23 August 2019 | News
Pertaining to new serialization requirements from the Saudi Food and Drug Authority
rfxcel, the global leader in supply chain track and trace solutions, will exhibit at this year’s CPhI Middle East & Africa (MEA) conference in Abu Dhabi, United Arab Emirates. The company is cultivating business in the region, particularly pertaining to new serialization requirements from the Saudi Food and Drug Authority (SFDA).
More than 4,900 suppliers and buyers from across the worldwide pharma supply chain are scheduled to attend CPhI MEA, which will be held September 16–18 at Abu Dhabi’s National Exhibition Centre. The annual event is a chance for pharma professionals to network and see the latest in pharmaceutical technology.

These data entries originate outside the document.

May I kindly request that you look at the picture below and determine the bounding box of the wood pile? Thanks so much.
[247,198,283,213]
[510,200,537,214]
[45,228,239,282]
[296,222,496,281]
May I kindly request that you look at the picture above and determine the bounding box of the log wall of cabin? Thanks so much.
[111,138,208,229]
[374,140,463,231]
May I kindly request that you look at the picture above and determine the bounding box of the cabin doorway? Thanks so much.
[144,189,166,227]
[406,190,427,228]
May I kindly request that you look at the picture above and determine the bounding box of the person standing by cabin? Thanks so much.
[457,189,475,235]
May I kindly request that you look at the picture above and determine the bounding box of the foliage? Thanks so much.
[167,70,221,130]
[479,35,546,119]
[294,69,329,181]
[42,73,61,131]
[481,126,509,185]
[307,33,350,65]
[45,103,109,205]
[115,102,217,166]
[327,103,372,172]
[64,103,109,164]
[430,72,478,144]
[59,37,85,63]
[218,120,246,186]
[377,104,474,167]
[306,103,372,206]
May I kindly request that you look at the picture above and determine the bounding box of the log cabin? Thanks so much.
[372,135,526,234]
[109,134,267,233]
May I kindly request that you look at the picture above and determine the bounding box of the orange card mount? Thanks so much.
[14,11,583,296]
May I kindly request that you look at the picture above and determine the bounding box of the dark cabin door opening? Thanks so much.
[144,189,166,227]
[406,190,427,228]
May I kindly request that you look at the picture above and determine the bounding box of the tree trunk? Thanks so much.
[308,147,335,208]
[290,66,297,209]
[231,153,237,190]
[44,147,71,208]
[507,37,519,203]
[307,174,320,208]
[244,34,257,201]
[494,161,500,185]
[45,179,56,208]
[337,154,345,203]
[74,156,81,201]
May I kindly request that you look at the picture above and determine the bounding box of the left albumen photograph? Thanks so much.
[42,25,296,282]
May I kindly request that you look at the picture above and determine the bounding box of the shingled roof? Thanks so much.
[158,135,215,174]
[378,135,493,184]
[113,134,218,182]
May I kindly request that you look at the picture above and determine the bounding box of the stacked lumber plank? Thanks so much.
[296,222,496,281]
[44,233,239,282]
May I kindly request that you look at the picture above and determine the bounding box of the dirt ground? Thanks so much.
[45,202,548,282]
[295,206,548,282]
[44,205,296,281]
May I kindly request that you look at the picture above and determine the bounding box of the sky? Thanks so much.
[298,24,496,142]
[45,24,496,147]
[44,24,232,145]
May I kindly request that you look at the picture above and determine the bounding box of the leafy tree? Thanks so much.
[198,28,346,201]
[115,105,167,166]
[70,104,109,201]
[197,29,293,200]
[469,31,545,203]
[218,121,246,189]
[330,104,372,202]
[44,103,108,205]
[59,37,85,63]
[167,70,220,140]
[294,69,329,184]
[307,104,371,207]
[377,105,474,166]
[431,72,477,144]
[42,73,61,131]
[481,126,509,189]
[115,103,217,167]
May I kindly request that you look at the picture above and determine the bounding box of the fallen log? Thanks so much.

“rfxcel is going to CPhI MEA for several reasons,” rfxcel CEO Glenn Abood said.“Of course, we’re excited to meet people and let them know about our innovative track and trace and compliance solutions. But we also want the industry to know we’re serious about working in the region and have proven technology to meet serialization requirements there, in Saudi Arabia, for example.”
The SFDA initiated a Drug Track and Trace System (RDS) to track both imported human registered drugs and those made in Saudi Arabia. The system adopts GS1 standards and applies to all pharmaceutical products on the Saudi market, including over-the-counter (OTC) medicines. All drugs must be marked with a GS1 Data Matrix barcode that contains, at minimum, the GS1 Global Trade Identification Number (GTIN), the expiry date, and the batch/lot number. This information must also be printed on labels. All transactions for drug packages must be reported to a national Drug Track & Trace System (DTTS), and all manufacturers licensed by the SFDA must acquire a Global Location Number (GLN).
Furthermore, every registered drug in the Saudi market will be assigned a Saudi Drug Code (SDC) that contains four variables: a fixed prefix, the year, a letter to identify the type of drug, and a serial number (e.g., SFDA12D001). The SDC will eventually replace the current code.
“The SFDA and SDC requirements are complex and will be challenging for pharma companies,” Abood said. “But rfxcel has experience around the world — in Russia, India, China, Brazil, the EU, and the United States — and has unrivalled track and trace and compliance capabilities that we want to bring to Saudi Arabia and other MEA countries. An array of stakeholders will be affected by the Saudi regulations. We want them to know rfxcel has the powerful solutions they need to be compliant.”